If there is a thesis that stretches through the book, it is the immense difficulty that the early Christian communities found in achieving consensus and unity. I use my knowledge of the wider empire to show just how many cultural niches there were in which Christianity settled. There were very different Greek and Latin Christianities. I stress this diversity and give the evidence for it because I think it is underestimated. Studies such as Rodney Stark’s The Rise of Christianity assume all too easily that there was a single movement called "Christianity," growing steadily. There is a mass of evidence against this view. The historian Eusebius, writing just thirty years after the Diocletian persecutions, wrote that God had sent them because of the mutual hostility of Christian communities!

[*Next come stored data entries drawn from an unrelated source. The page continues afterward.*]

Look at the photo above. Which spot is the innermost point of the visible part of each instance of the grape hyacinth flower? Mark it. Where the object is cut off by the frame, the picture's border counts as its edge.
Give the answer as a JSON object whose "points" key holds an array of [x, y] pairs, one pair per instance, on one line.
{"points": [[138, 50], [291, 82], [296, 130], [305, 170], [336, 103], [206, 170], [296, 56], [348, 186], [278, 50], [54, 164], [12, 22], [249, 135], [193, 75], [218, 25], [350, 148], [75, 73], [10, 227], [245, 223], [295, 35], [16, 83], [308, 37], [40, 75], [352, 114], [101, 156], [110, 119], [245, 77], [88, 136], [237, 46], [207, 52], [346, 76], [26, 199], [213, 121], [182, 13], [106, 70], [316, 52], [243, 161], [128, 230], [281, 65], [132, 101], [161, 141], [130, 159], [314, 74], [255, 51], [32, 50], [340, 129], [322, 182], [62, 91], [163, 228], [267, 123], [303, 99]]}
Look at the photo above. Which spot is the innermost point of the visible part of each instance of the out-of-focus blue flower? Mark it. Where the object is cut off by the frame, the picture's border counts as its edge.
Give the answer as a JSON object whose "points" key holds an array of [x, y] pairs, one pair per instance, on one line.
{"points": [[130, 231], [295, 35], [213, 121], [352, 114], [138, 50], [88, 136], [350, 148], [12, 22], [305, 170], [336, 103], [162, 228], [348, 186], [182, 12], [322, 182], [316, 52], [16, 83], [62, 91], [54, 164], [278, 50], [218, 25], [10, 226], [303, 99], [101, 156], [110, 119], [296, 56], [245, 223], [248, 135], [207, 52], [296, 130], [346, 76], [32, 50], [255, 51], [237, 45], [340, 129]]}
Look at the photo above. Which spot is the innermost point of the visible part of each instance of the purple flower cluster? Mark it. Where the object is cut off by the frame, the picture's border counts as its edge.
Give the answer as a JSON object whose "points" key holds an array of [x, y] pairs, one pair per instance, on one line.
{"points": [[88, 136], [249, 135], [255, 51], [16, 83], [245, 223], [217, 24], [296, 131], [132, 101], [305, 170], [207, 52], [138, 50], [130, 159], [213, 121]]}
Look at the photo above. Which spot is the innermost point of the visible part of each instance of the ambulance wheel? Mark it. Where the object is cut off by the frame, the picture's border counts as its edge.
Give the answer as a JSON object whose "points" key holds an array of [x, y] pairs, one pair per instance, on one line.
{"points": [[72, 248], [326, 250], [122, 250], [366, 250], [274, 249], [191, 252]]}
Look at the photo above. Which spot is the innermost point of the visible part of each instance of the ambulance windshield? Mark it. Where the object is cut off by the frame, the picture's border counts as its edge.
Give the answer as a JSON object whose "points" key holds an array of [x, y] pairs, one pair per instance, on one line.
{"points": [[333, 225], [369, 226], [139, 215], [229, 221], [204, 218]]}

Those who have read my earlier books will know of my argument that Christian theology of the fourth century was of a high intellectual standard and that one has to look for the legislation of the Christian emperors, notably Theodosius (379-395), for the stifling of Christian diversity. I repeat this argument here and take the story of the very different Christianities that developed in the Greek east and the Latin west up to AD 600. On the way, I discuss the gnostics -- were they overthrown by an authoritarian church? -- I think not. It is all fascinating stuff and I have tried to include the latest findings.

I hope Christians as well as non-Christians will read my book. There may be surprises and shocks as I challenge some conventional interpretations but no one is harmed by lively debate and I hope this book encourages it. It is vitally important for us all to understand how the Christian churches were born.